Luckily, these four people are seriously four of the best Brits I have ever met. I laughed more than in those few days than I have in years thanks to their wicked sense of humour. I seriously think I have extra laugh lines now that I didn’t have a week ago! Everything is fair game for a joke, nothing is sacred, therefore everything is funny. But the best thing about the group for me was the positive attitude that everyone had.
A short way out of town on the first morning of the trip, Alfredo, our driver and guide pulled over the car, turned around from his seat to introduce himself. I don’t remember everything he said, but he definitely spoke at length about how we would need to be patient, that if we had car problems he would be able to fix them with our patience and cooperation. I remember thinking how he must have had some shocking groups in the past if he felt the need to say that up front…
Luckily, nothing went wrong with the car for most of the morning, and I had almost forgotten about the spiel about patience, when we got our first flat tyre… The first of MANY… The roads throughout the area are incredibly basic, at best, and we ended up with the vehicle from hell. Throughout the four days, anything that you might imagine could have gone wrong with the vehicle did, from flat tyres, to something with the brakes, something with the radiator, something with the battery, something with the suspension… Throughout the whole trip, no one complained, no one whinged, in fact, I think we all just laughed every time something else went wrong. It was almost like there was a consensus that we couldn’t do anything about the situation, so we might as well make the best of it. For me, that was the one thing that could have made the trip dreadful. But instead, the positive, bright, cheerful attitude from each one of my companions was the total antithesis of the ‘whinging pom’ that I think we need to rethink the stereotype. These were seriously fantastic travellers…
Of course, it helped that Alfredo was a genius with repairs, and such a fantastic guy and good spirited about the whole thing. Whenever something went wrong he would say ‘there are no problems, only solutions’ which is a saying of his that I just loved. He would then get his overalls on and using whatever he happened to have in the jeep would fix the problem. We had three flat tyres on the first day, and only the one spare tyre, which meant that Alfredo had to do some pretty nifty puncture repair. It was an education just watching the process, in which Alfredo took out the inner tube like we would a bicycle tyre, placed a patch over the puncture, and pumped up the tyre again BY HAND!!! We each had a go at pumping up the tyre, but at that altitude, after about 30 seconds we would start to tyre, so it became a kind of tag-team relay to get the tyre pumped up fully.
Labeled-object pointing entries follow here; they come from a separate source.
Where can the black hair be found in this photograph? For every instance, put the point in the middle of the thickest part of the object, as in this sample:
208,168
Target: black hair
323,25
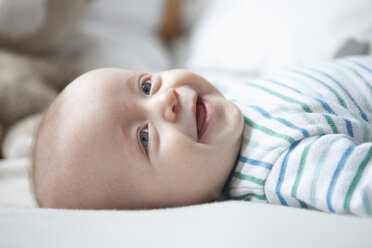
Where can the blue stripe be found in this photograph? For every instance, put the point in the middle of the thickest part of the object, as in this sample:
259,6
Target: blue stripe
349,127
281,120
364,116
255,162
282,173
283,85
337,173
348,124
360,65
326,106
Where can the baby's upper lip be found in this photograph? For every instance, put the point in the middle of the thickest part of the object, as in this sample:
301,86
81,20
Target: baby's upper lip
195,100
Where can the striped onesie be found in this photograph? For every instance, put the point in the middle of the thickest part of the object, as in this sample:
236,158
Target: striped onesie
307,138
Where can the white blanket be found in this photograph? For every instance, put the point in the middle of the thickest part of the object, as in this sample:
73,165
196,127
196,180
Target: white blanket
228,224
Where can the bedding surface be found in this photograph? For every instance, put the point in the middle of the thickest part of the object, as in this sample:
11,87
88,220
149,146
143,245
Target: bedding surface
224,224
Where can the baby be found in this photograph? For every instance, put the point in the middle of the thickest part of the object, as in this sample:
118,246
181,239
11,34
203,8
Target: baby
126,139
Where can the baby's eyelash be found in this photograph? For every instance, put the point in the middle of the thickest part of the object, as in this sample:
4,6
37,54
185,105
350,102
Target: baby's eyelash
146,87
144,137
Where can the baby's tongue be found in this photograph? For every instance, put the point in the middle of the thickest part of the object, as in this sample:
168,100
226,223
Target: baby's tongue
200,116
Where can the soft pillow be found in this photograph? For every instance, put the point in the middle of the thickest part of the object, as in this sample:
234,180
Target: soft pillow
252,37
117,33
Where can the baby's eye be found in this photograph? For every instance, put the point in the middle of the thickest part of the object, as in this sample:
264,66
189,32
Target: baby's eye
146,87
144,137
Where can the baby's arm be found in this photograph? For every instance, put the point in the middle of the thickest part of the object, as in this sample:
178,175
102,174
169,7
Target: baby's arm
330,172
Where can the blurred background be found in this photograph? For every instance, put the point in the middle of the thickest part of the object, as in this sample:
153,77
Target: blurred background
44,44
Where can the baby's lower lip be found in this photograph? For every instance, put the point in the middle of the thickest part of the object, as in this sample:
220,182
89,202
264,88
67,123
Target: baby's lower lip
208,109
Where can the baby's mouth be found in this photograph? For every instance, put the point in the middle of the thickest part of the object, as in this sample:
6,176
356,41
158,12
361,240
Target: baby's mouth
204,114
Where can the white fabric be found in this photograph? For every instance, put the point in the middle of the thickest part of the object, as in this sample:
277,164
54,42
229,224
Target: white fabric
307,140
228,224
122,34
250,38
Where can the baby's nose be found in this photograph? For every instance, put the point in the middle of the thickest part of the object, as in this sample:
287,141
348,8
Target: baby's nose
169,105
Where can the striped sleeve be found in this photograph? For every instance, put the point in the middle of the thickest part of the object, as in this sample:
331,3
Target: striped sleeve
330,172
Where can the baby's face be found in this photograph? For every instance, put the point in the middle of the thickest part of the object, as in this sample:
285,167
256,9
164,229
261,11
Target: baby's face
146,140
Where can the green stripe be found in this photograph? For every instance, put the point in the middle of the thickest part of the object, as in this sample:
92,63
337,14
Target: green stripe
331,123
304,106
241,197
366,204
306,117
356,180
365,128
339,98
249,178
318,169
301,170
269,131
355,86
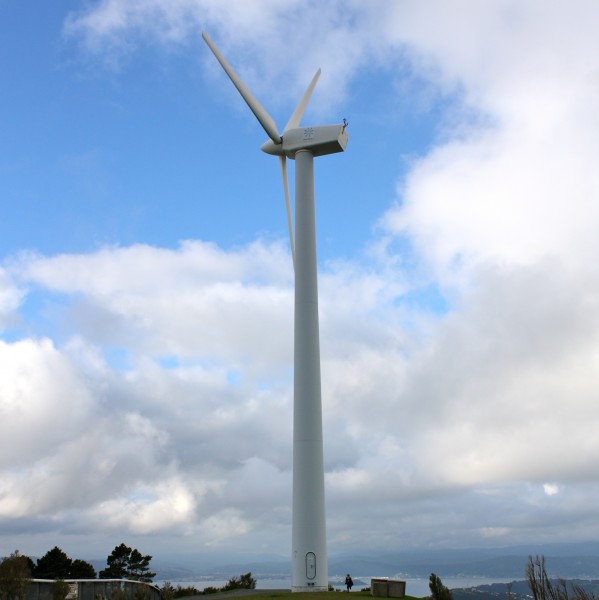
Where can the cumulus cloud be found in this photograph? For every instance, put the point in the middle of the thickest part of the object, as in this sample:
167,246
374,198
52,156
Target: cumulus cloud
165,404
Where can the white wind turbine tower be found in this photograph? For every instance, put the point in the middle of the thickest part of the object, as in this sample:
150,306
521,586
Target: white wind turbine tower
308,544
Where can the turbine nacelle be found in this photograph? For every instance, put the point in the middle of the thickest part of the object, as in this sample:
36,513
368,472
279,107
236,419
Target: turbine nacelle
321,140
326,139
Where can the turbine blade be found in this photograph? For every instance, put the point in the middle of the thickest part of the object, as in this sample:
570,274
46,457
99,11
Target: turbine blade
263,117
283,161
298,113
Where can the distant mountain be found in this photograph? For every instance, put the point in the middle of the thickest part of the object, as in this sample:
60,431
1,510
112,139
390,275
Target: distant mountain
562,560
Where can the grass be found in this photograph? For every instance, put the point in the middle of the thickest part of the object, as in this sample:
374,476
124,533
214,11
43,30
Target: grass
266,595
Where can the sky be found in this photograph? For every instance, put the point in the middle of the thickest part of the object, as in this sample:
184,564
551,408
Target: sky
146,283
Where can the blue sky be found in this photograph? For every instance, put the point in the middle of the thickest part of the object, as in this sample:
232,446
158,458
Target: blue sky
146,283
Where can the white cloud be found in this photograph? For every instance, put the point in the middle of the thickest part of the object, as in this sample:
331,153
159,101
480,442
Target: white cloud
456,421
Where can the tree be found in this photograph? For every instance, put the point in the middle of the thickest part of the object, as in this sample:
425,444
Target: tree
55,564
127,563
139,567
81,569
438,590
245,582
15,576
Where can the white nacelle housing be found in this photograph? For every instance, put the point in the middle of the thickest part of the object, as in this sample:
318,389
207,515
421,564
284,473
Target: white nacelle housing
326,139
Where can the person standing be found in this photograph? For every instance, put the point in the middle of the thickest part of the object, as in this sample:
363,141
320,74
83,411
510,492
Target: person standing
348,582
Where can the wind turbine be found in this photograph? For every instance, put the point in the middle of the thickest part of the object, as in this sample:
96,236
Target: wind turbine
309,571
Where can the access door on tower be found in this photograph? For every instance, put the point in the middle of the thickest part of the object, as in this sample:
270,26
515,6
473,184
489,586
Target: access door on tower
310,565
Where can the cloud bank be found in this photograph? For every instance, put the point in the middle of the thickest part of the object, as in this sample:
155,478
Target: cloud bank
153,394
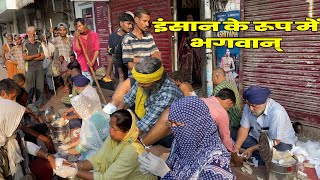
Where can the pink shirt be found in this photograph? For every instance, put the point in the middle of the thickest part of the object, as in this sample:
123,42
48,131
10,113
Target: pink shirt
220,116
80,55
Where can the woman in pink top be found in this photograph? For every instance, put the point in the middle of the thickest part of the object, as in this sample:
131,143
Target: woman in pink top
218,107
90,41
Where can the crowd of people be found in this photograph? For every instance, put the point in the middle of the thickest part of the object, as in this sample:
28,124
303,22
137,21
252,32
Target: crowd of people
150,108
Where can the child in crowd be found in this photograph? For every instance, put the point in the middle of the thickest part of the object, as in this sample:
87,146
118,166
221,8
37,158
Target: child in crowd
180,79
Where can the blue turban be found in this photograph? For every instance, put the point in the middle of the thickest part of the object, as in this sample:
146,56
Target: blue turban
256,94
80,80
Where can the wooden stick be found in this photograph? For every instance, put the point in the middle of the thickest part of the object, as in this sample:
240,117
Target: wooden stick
92,72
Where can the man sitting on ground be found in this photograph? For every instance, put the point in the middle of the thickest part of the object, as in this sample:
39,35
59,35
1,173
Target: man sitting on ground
218,107
262,112
234,113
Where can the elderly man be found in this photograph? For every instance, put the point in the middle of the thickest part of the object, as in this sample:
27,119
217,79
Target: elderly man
152,93
234,113
33,55
262,112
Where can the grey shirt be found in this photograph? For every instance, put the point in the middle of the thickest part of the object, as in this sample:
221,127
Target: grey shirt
275,118
32,49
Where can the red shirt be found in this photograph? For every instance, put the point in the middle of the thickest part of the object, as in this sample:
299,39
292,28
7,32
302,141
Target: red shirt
80,55
220,116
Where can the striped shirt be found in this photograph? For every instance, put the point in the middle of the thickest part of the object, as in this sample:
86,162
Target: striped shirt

Graham, an ex-army mechanical engineer, always seemed to know what was going on, though, which was calming. He was Alfredo’s right hand man when it came to repairs. He also had a multitude of survival skills thanks to his time in the army, and I’ve lost count of the number of things that I learnt from him. I do remember that a good way to warm up your socks for the next day is by putting them under your pillow as you sleep, and that for warmth, it’s not a good idea to wear the same socks for the day that you’ve worn to bed, and vice versa. Also, apparently if you put cold water on your feet before getting into bed it ensures that the blood rushes to them and warms them up more quickly… but I still haven’t had the courage to try this one.
After our mammoth puncture repair session we finally got on our way, just as it was starting to rain. So as we drove past a lady walking along the side of the road we unanimously agreed to pick her up. She had left home at 5am that morning, and had been walking all day to take the school news to the next town... Alfredo informed us that she would have walked 70 or 80 kilometres. There are no phones, no electricity, and so she was commissioned to walk between towns in order to pass on the information about the school in person. She had a lovely smile, and was so grateful that we stopped. She told Alfredo that he was a godsend, and that she was sure that God would watch over us on our journey and we would have no more obstacles in our way. If only. But there were no more car troubles that night.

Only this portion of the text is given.